Tuesday, April 13, 2010

The Lessons Of History Seem Not To Have Stuck For Tea-Partying Oklahomans



[Cross-posted at Crooks and Liars.]

It was just last week that Oklahomans proudly announced that they were incorporating lessons about the domestic-terrorist bombing of the Murrah Federal Building into their high-schoolers' history texts, because "it's important that every Oklahoman learn what April 19th 1995 really meant to our state."

Someone needs to make sure the adults get those lessons too -- especially the Tea Partying kind:
Frustrated by recent political setbacks, tea party leaders and some conservative members of the Oklahoma Legislature say they would like to create a new volunteer militia to help defend against what they believe are improper federal infringements on state sovereignty.

Tea party movement leaders say they've discussed the idea with several supportive lawmakers and hope to get legislation next year to recognize a new volunteer force. They say the unit would not resemble militia groups that have been raided for allegedly plotting attacks on law enforcement officers.
One of the key players in this, you'll note, is an Oklahoma legislator named Charles Key. Here's Key being interviewed last May by Neil Cavuto:



Not only is Key one of the progenitors and national ringleaders of the current "state sovereignty" schemes now popular with right-wing Legislatures around the country, but, as we explained awhile back, he was a major player back in the 1990s in trying to translate Patriot movement "constitutionalist" theories into actual law:
For instance Key was heavily involved in promoting conspiracy theories in the 1990 that claimed that the federal government was actually behind the 1995 Oklahoma City bombing that was in reality perpetrated by an adherent of Patriot movement ideology. He even convened a grand jury to investigate the matter, and when the resulting investigation completely debunked his theory, he denounced it:
The county grand jury orchestrated by a conspiracy-minded former state legislator and the grandfather of two bombing victims has concluded that there was no evidence of a larger conspiracy in the Oklahoma City bombing.
Even before the report was made public in December, former state Rep. Charles Key was attacking the body he helped to create by leading a petition drive, claiming jurors had ignored evidence of a government coverup. The grand jury found no evidence that federal agents had prior knowledge of the plot; that members of a white supremacist compound in eastern Oklahoma were involved; or that two bombs, rather than one, were used — all key conspiracy theories.

The state attorney general and the local district attorney, who both had opposed formation of the grand jury, welcomed the results, as did the grand jury's presiding judge, William Burkett.
As it happens, these activities were underwritten by a rich right-winger who subscribed to the conspiracy theories.

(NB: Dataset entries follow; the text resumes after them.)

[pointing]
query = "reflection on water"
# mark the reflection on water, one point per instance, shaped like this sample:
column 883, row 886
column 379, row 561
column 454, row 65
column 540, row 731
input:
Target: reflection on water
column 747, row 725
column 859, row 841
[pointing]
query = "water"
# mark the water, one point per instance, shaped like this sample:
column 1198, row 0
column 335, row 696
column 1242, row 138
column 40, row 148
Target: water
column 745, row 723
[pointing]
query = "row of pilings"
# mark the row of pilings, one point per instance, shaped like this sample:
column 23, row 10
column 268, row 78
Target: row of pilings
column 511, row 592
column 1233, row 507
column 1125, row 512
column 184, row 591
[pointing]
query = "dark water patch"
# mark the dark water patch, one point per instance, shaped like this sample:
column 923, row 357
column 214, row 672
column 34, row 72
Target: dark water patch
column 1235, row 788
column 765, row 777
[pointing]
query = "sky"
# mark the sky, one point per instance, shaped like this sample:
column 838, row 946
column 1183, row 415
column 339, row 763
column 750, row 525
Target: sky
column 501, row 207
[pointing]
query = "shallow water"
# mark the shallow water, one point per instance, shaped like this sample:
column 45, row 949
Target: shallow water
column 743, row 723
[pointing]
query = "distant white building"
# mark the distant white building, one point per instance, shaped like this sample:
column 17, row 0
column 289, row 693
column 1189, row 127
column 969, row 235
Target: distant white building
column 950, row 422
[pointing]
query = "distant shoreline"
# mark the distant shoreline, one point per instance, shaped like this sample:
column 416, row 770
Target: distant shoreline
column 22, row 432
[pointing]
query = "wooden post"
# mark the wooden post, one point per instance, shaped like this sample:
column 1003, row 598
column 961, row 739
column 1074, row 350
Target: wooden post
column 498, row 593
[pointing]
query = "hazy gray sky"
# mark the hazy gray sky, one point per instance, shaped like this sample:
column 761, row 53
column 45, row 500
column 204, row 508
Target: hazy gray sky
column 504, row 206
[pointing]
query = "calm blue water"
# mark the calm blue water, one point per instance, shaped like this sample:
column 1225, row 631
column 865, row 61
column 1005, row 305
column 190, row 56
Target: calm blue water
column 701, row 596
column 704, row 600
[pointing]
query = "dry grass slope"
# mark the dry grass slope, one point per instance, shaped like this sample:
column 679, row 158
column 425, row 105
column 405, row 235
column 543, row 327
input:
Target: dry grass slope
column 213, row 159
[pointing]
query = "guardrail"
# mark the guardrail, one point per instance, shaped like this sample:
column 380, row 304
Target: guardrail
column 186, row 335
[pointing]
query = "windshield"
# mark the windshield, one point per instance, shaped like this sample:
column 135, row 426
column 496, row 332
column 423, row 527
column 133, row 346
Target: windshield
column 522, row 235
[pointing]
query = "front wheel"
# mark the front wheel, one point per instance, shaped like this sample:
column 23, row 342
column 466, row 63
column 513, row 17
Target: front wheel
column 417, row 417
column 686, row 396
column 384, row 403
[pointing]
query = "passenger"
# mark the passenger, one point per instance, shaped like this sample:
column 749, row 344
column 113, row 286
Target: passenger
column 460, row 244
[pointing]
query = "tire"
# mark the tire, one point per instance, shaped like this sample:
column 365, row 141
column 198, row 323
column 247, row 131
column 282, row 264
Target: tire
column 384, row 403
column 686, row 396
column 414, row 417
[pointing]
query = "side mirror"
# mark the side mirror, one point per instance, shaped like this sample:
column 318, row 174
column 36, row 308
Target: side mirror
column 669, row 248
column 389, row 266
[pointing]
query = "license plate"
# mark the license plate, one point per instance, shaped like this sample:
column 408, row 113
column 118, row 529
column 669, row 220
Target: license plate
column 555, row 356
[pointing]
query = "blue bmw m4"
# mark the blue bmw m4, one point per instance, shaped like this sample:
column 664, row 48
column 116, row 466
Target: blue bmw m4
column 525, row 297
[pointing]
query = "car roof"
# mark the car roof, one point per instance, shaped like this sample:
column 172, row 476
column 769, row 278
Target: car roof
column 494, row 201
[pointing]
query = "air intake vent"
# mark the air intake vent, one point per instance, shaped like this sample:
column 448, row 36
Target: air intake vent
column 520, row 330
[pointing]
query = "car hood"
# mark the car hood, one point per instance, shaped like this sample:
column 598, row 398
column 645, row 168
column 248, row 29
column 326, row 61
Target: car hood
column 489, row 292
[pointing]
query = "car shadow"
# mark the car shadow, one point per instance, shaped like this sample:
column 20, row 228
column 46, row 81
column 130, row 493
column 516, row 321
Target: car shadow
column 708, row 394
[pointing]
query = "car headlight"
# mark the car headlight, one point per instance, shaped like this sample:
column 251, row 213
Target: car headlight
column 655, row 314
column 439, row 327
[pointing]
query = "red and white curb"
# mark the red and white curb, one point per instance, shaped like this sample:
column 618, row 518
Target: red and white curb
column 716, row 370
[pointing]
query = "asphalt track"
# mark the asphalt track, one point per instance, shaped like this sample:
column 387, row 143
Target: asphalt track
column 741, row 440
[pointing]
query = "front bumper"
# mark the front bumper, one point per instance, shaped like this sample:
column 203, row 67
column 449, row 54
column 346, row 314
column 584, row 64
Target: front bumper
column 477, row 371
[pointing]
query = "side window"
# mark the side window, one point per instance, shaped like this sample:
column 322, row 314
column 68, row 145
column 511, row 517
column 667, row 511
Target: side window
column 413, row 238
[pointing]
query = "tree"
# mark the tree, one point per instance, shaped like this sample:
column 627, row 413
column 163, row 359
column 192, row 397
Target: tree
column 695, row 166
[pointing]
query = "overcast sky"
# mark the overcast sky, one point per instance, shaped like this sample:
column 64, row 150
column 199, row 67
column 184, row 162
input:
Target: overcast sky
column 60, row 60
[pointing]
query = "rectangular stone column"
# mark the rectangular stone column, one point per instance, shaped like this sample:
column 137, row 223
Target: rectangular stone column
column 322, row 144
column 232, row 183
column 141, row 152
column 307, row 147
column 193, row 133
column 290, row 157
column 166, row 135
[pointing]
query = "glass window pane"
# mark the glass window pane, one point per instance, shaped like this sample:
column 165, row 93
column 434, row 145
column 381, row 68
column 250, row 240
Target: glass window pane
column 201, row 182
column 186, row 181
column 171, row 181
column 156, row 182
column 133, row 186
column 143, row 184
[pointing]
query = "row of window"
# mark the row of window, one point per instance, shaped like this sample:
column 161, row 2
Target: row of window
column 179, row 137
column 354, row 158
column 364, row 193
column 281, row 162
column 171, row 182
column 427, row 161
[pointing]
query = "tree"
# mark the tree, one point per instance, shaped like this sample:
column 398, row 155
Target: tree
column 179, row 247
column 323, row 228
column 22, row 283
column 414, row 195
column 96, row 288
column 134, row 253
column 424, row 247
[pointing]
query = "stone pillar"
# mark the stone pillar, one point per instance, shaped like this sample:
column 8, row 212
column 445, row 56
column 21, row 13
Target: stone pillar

Now, it's one thing to point out the radical origins of these "constitutional theories." But it's also important to understand where they want to take us -- to a radically decentralized form of government that was first suggested in the 1970s by the far-right Posse Comitatus movement.

They essentially argue for a constitutional originalism that would not only end the federal income tax, destroy all civil-rights laws, and demolish the Fed, but would also re-legalize slavery, strip women of the right to vote, and remove the principle of equal protection under the law.
Frankly, a lot more people than Oklahomans need to be reminded of the lessons of Oklahoma City.